In 1990, the BLS recorded total book publishing employment at 85,800. Employment then peaked at 91,100 in June 1997, and was at 84,600 as late as December 2008. But the number of industry jobs appears not to have rebounded from the retooling that followed the Great Recession of 2007–2009. In 2012, employment had dropped to roughly 70,000, and in 2016 to approximately 60,000. The annual average bottomed out in 2021 at 51,161, down an eye-opening 44% from the BLS’s peak. In 2023—the most recent stats, released last month—employment has rebounded slightly, to 54,822.
Notably, about 20% of publishing industry employment in 2016—10,269 jobs—was in New York City. In 2023, that number had slipped to 9,540, or about 17.4% of the publishing workforce.
While government figures show that full-time employment in book publishing has been in decline since the 1990s, context is key. There have been significant shifts, including new technology and consolidation, that make it difficult to compare today’s publishing industry to the industry that existed three decades ago.

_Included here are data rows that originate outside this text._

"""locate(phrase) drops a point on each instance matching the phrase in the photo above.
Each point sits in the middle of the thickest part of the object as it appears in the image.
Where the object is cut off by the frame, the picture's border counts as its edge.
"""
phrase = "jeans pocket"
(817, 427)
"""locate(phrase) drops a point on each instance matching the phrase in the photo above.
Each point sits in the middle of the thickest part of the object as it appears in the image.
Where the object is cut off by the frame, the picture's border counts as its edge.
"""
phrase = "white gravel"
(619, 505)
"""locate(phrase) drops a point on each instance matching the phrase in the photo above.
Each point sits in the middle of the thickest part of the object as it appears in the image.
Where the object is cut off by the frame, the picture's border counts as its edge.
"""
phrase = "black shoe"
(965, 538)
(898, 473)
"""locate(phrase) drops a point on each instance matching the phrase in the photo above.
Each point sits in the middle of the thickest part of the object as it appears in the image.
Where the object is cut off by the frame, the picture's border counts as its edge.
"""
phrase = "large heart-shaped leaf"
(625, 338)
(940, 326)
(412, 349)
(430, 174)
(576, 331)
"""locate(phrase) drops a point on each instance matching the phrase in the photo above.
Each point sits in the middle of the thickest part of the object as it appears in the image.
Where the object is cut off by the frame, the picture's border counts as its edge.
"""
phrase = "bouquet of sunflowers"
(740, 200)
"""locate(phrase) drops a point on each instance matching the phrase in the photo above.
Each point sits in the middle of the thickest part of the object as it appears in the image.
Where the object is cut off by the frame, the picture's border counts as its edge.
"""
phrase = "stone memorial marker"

For example, a 1992 report produced by Simba Information listed 20 companies across all publishing segments with sales of at least $200 million. Of those 20 publishers, 10 exist today, having swallowed up the other 10. And with every acquisition comes integration and a consequent net loss of jobs as companies improve their operating efficiencies.
Indeed, publishing has become more efficient in the digital age. After all, despite the significant decline in publishing jobs, industry sales are still growing—although that growth is not keeping up with inflation, and even in absolute terms it appears to be slowing. During the 1990s, for example, sales growth in publishing exceeded 5% annually. By the early 2000s, it had slowed to about 1.5% per year and hit $25 billion in 2007, according to data from the Association of American Publishers. Meanwhile, the most recent AAP numbers show sales in 2023 were $29.9 billion.
While publishing industry data is notoriously tricky to pin down given shifting accounting methods and data sources, the trend lines are nevertheless clear: book publishing employment has dropped by about a third, and sales have ticked up modestly.
Certainly, profitability has improved. At the 2022 U.S. Book Show, Morgan Entrekin, longtime head of Grove Atlantic, pointed to the growing pressure on publishers—especially publicly traded ones—to deliver higher margins. “In 46 years, [trade book publishers have] never seen these levels of profitability,” he said, noting that historically, profit margins in the 5% range were seen as a healthy return. Today, the four of the Big Five trade publishers that report their financial results (next year it will be three with S&S now private) typically have margins above 10%.
Traditional publishing has also ceded territory to new models. For example, digital self-publishing began to make its presence felt around 2007 with the launch of Amazon’s Kindle Direct Publishing. According to Bowker, in 2021 the number of self-published books—including e-books, print books, and digital audio—jumped to nearly three million, from just over 500,000 in 2011.
Of course, self-publishing sales data is scarcer and more unreliable than data for the traditional publishing industry. Amazon recently revealed that in the 10 years Kindle Unlimited has been active, KDP authors have earned more than $3.5 billion in royalties, with more than $650 million of that coming in just the past 12 months. When you add in à la carte sales of self-published print and e-books by KDP authors as well as sales from other players in the self-publishing field, total self-publishing sales could be well north of $3 billion annually.
But how many people would say they are employed in self-publishing? More to the point, where do they factor into publishing industry statistics? Few self-published authors are in the game full-time. And it is unlikely in any case that Amazon and the myriad other self-publishing companies (BookBaby, Draft2Digital, IngramSpark, and Lulu among them), which all run lean, have absorbed a significant number of the job losses reported by the BLS.
Then there is the anecdotal evidence, which suggests that some of the “efficiency” realized by book publishers today has been achieved on the backs of staff: fewer full-time editors, designers, and production personnel, with more work shifted to the assistant level or outsourced to freelancers foreign and domestic—labor that would not be counted in the government’s statistics on publishing industry employment.
With all the shifts of the past few decades, are the BLS stats an accurate portrait of the publishing industry job market? It’s hard to say. Surely no one in the industry would dispute that their ranks are shrinking, however. And what is certain is that the structure of employment in publishing has changed dramatically—a trend that is likely to continue.